エンドユーザー別のハイエンドAIサーバ台数
図8に、エンドユーザー別のハイエンドAIサーバ台数を示す。2023年は、OpenAI社を傘下に持つMicrosoftが6.3万台で最多だったが、2024年になるとGoogleがMicrosoftを抜いて最多のハイエンドAIサーバを保有するようになった。
図8 エンドユーザー別のハイエンドAIサーバ(2023〜2024年)[クリックで拡大] 出所:DIGITIMES Research: Servers Report Database, 2024, ”Global annual server shipments, 2023-2024”
2024年のトップ5は、1位がGoogleの16.2万台(5システム)、2位がMicrosoftの9万台(3システム)、3位がSupermicroの6.8万台(2システム)、4位がAmazonの6.7万台(2システム)、5位がMetaの4.6万台(1システム)となっている(なおカッコ内はChatGPTクラスの生成AIが構築可能なシステム数である)。ここから、米CSPの上位5社が、全体の約80%を独占していることが分かる。

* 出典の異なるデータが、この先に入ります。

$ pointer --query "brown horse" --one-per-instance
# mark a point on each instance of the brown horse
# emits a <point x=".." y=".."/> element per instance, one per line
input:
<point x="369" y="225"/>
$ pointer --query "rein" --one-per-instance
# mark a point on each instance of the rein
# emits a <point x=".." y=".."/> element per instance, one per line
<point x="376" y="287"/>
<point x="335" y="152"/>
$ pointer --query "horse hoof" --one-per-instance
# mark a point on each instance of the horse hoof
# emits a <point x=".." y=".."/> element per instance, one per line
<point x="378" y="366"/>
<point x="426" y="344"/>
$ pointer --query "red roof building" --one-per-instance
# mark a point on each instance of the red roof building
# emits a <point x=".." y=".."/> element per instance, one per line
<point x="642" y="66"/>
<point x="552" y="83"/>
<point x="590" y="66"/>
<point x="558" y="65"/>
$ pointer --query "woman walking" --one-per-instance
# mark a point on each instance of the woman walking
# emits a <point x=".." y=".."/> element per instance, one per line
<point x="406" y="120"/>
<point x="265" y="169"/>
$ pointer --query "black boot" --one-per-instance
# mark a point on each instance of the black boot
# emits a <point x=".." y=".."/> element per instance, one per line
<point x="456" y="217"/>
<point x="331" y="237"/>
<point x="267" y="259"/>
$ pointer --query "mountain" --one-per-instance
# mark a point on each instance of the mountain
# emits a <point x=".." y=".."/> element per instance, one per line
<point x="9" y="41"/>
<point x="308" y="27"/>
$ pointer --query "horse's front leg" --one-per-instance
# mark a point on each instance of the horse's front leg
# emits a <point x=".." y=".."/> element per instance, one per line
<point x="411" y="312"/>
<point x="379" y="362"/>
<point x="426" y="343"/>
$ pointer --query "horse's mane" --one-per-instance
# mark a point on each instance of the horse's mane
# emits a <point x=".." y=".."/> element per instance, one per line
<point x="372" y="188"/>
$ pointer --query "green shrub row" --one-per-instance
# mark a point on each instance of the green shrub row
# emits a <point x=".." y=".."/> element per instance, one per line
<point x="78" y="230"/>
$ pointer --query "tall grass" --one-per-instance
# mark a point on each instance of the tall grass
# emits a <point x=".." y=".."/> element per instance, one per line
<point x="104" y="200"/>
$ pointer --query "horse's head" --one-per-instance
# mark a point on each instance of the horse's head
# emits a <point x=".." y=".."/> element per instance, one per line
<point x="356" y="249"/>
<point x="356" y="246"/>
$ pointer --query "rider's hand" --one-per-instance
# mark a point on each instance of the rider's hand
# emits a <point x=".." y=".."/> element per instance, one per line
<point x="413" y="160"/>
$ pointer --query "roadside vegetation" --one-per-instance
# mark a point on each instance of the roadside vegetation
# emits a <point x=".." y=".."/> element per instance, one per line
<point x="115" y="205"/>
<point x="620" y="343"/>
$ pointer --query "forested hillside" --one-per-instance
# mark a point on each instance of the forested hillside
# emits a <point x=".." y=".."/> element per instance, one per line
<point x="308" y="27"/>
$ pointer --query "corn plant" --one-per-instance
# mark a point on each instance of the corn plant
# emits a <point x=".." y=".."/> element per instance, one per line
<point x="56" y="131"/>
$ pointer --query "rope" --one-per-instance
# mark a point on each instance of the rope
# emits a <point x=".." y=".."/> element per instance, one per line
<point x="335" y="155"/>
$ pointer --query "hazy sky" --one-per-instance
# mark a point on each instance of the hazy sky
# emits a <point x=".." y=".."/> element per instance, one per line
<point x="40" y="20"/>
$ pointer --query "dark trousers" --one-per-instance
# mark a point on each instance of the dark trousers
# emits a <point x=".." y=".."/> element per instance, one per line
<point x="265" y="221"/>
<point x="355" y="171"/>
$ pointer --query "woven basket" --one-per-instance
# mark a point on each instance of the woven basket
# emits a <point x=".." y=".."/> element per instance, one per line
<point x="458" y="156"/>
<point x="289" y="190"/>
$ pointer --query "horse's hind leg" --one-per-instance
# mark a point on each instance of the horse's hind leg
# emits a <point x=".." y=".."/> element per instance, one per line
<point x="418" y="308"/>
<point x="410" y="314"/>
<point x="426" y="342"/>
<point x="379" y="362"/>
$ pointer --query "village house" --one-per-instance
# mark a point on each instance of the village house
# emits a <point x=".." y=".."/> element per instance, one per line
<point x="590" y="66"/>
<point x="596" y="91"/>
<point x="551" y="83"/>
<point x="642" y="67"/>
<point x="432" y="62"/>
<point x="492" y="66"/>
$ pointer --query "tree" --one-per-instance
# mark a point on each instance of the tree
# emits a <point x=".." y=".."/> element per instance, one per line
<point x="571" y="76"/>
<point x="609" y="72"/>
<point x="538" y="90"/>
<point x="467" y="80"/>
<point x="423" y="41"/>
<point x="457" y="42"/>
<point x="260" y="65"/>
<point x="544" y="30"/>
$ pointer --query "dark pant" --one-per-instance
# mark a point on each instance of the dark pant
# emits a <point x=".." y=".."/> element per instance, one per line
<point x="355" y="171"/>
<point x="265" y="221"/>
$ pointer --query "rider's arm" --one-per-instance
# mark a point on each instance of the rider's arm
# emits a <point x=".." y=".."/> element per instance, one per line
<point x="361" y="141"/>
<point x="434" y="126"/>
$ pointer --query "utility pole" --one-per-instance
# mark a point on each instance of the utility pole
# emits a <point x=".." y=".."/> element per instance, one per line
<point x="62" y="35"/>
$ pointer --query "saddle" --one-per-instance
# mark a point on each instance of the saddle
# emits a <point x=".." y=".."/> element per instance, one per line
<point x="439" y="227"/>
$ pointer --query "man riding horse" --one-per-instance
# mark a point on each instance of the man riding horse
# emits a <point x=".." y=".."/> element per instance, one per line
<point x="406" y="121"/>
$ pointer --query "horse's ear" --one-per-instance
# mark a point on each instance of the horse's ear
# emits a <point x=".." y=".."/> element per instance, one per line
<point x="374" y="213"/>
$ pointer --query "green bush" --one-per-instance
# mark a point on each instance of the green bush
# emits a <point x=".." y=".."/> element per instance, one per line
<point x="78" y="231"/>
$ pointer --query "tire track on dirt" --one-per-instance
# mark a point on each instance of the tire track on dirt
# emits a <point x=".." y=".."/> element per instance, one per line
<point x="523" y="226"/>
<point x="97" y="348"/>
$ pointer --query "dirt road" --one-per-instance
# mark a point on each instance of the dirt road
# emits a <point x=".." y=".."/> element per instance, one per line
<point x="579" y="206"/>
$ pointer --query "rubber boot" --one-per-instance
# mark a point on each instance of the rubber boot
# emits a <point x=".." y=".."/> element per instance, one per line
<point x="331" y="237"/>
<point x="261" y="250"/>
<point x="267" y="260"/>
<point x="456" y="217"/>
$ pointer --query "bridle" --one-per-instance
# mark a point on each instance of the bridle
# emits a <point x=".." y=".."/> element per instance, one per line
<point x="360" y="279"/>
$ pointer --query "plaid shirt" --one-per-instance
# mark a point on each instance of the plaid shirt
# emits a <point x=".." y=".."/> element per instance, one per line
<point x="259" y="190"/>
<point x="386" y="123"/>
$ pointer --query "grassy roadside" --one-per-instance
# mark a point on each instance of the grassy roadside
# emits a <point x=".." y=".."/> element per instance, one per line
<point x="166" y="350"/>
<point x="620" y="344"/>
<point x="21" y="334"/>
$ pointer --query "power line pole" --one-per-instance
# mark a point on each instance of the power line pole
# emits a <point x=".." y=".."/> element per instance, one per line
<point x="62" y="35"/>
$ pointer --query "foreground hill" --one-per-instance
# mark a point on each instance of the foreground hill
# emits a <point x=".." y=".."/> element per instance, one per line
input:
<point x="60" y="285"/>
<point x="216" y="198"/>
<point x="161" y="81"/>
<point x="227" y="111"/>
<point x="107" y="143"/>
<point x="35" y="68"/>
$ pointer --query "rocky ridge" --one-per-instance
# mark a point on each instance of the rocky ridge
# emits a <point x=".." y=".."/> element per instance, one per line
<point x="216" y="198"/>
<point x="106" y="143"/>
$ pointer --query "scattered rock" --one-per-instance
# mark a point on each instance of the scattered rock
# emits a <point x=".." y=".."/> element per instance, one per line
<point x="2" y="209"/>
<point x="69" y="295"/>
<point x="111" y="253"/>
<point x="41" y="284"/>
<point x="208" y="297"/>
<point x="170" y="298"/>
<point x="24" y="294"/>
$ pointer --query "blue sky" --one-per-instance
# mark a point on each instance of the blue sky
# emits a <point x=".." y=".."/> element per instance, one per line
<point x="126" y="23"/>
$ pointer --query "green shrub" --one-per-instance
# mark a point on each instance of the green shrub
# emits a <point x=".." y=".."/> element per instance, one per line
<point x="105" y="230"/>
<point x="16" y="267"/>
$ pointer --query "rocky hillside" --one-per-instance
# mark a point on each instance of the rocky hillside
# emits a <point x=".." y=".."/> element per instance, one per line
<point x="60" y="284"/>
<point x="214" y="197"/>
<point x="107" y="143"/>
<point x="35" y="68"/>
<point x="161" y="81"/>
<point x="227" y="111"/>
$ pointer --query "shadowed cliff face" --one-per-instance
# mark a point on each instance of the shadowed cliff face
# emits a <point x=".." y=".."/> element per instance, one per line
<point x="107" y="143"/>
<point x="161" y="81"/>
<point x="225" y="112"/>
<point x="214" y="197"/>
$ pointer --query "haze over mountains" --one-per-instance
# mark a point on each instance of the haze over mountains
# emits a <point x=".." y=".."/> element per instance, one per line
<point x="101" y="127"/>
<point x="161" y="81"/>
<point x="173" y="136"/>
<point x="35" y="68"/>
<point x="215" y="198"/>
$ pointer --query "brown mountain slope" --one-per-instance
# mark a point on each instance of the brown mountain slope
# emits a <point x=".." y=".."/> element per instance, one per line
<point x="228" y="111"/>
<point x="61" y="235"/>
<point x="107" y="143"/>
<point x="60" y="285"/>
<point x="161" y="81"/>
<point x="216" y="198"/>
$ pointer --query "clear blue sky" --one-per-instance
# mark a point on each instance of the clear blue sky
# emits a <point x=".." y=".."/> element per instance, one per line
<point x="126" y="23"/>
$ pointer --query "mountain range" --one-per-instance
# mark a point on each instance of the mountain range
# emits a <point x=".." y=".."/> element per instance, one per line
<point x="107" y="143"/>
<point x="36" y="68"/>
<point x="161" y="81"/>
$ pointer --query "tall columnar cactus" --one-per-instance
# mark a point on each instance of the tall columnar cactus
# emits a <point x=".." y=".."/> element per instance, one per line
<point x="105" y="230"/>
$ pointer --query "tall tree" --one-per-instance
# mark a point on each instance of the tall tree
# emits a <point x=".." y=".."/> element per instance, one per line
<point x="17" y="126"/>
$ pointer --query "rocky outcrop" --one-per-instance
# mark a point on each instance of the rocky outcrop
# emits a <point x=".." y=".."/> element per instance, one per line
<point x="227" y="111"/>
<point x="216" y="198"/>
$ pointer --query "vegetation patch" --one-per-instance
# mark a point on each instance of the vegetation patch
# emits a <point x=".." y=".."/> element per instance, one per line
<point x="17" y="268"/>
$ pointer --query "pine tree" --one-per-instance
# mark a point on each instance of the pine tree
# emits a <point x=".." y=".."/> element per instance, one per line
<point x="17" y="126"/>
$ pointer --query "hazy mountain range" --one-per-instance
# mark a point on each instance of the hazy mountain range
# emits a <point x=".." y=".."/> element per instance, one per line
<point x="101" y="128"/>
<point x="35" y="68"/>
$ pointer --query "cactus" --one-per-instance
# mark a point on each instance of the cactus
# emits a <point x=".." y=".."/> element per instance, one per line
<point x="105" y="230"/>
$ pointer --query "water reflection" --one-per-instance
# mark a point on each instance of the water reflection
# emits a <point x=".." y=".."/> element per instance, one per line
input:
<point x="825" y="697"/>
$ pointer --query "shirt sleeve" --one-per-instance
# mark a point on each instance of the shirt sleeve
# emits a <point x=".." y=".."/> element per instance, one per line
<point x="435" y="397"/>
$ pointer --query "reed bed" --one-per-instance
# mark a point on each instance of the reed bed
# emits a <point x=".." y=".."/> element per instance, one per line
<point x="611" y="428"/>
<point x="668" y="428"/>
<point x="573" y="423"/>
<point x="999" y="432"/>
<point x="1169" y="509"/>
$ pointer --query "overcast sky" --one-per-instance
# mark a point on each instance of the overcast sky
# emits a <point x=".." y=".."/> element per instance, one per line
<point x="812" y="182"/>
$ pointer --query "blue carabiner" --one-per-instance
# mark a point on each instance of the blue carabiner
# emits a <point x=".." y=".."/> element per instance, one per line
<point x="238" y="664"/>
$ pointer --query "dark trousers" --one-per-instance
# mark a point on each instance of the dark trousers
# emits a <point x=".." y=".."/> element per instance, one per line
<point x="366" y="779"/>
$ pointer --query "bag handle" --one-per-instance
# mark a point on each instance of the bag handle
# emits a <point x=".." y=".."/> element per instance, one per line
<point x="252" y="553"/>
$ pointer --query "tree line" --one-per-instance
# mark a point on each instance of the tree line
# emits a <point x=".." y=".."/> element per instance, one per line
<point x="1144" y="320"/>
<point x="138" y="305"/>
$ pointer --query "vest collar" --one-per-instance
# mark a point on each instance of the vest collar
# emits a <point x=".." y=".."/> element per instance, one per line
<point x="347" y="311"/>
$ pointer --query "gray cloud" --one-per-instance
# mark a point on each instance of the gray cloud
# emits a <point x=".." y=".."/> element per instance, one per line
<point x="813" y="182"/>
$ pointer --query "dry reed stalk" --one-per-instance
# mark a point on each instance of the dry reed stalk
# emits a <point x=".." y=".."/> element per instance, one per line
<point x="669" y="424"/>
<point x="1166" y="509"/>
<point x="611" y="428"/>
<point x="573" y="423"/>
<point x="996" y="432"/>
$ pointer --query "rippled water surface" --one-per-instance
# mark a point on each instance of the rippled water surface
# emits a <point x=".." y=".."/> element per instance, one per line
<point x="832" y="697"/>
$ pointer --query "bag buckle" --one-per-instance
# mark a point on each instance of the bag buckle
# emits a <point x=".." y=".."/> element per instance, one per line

今度は、AIアクセラレーター別のハイエンドAIサーバの出荷台数を見てみよう(図9)、予想通り、NVIDIAのGPUがAIアクセラレーターに最もたくさん使われており、2024年には33.6万台だった。しかし驚いたのは、2番目に多かったのが、米AMDではなく、Googleだということである。
図9 AIアクセラレーター別のハイエンドAIサーバ(2023〜2024年)[クリックで拡大] 出所:DIGITIMES Research: Servers Report Database, 2024, ”Global annual server shipments, 2023-2024”
Googleは、AIアクセラレーターとして、Tensor Processing Unit(TPU)を自社開発した。そのTPUが搭載されているハイエンドAIサーバが、2024年に13.8万台となっている。ここで、図8から、2024年にGoogleは16.2万台のハイエンドAIサーバを保有していることが分かっている。従って、その内訳は、Google自社開発のTPU搭載が13.8万台、残り2.4万台がNVIDIAのGPU搭載と推察される。つまり、NVIDIAにとってみると、Googleはカスタマーでもあり、強敵でもある。
加えて、再度2024年の出荷台数を見ると、3位のAMDの4.5万台に、4位のAmazonが4万台と肉薄している。Amazonも、AIアクセラレーターとして、AWS Trainiumを開発している。うかうかしていると、AMDはAmazonにも抜かれてしまうかもしれない。
以上から、今のところNVIDIAは最多のAIアクセラレーターを出荷しているが、その強敵として、GoogleとAmazonが浮上してきている。NVIDIAのライバルは、プロセッサメーカーのAMDではなく(もちろん危機にひんしているIntelでもなく)、米CSPのGoogleやAmazonだということである。